Founded in 2015 by Hans Jørgen Wiberg, Be My Eyes quickly established itself as a wildly helpful mobile phone app for people with no or limited vision. Today, more than 500,000 blind users rely on 6.8 million sighted volunteers (covering 180 languages) to take their call and, by looking through the camera on the blind user’s phone, describe what they see.

The huge leaps in AI capabilities in the past year, however, have opened incredible possibilities.  Can AI do better than all those human volunteers? In September, Be My Eyes launched its chatGPT4 AI-based beta, “Be My AI” in an exclusive collaboration with the leader in generative AI, Sam Altman’s Open AI. We’ll hear from the Be My Eyes team about how they integrated AI, what they are hearing from thousands of users in the beta, and how humans are still in the loop – for now – and how they handle chatGPT’s tendency to “hallucinate.”

Immediately after this session, the speakers will be available for live questions in a breakout session listed in the agenda.

Alexa, what is your future?

When Alexa launched six years ago, no one imagined that the voice assistant would reach into millions of daily lives and become a huge convenience for people who are blind or visually impaired. This fall, Alexa introduced personalization and conversational capabilities that are a step-change toward more human-like home companionship. Amazon’s Josh Miele and Anne Toth will discuss the impact on accessibility as Alexa becomes more capable.
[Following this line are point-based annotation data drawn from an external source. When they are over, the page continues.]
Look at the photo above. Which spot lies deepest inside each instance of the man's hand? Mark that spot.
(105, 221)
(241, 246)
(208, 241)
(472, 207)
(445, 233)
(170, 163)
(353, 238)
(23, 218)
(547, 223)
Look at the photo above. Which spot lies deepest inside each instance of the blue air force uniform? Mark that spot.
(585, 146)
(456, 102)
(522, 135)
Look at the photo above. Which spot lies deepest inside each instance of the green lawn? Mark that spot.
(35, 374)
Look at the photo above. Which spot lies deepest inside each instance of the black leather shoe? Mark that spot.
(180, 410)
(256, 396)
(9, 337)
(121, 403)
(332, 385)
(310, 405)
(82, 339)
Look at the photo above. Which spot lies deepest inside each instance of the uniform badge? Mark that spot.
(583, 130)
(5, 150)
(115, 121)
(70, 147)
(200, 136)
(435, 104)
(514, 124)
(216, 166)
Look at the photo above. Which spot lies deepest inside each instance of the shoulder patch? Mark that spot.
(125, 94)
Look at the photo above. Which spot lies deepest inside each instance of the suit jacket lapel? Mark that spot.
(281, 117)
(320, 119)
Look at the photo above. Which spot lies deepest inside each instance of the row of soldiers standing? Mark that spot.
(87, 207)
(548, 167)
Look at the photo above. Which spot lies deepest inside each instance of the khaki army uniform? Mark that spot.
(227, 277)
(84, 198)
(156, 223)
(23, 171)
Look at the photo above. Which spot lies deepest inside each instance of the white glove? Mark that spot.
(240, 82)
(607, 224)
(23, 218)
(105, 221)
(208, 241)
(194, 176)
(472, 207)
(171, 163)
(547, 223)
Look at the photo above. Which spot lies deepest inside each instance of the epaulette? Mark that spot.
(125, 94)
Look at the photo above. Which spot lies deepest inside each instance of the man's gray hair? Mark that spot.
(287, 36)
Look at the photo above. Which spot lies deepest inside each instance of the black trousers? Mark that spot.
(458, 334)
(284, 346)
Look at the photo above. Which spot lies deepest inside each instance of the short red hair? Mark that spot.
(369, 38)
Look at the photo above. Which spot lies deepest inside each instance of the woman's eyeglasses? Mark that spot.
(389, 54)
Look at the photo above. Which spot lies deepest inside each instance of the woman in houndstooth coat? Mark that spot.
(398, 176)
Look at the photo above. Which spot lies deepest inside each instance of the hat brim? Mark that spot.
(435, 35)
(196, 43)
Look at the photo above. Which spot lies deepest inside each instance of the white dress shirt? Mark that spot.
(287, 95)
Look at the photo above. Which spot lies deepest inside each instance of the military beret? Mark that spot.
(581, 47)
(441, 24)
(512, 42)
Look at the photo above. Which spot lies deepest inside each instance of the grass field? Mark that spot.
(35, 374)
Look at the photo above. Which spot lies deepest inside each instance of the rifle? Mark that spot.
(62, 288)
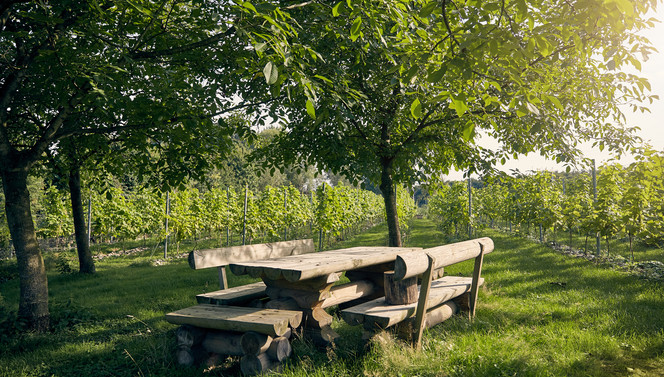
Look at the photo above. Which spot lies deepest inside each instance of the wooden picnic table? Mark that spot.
(307, 282)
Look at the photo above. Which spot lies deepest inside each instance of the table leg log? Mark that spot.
(255, 364)
(188, 340)
(223, 343)
(280, 349)
(253, 343)
(400, 292)
(317, 318)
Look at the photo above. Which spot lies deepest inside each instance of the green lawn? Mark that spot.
(539, 314)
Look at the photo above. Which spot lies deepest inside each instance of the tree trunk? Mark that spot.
(85, 262)
(33, 301)
(390, 198)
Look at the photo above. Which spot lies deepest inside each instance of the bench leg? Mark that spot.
(472, 299)
(420, 313)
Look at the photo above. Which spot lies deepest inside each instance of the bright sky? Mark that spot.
(651, 124)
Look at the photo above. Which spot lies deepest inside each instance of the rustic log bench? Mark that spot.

AI Decision Systems Permeate Our Lives. Now what?

AI decision systems have permeated most of the critical decisions within our society. They shape our views, wants, friendships, hates and fears. They influence who is hired, fired, admitted, prioritized for healthcare, funded, voted for, and seen as a security threat. It is argued that current AI systems are mechanizing eugenics and segregation. They automate, amplify, and accelerate past discrimination more efficiently, accurately, and consistently. What is the impact if you have a disability? AI is also poised to make the next leap, moving beyond statistical modelling based on big data sets. What are the opportunities and risks of emerging forms of AI?

Did Computer Vision AI Just Get Worse or Better?

The ability an assistive tech devices to recognize objects, faces, scenes is a type of AI called Computer Vision, which calls for building vast databases on images labeled by humans to train AI algorithms. A new technique called “one-shot learning” learns dramatically faster because the AI trains itself on images across the Internet. No human supervision needed. Is that a good idea?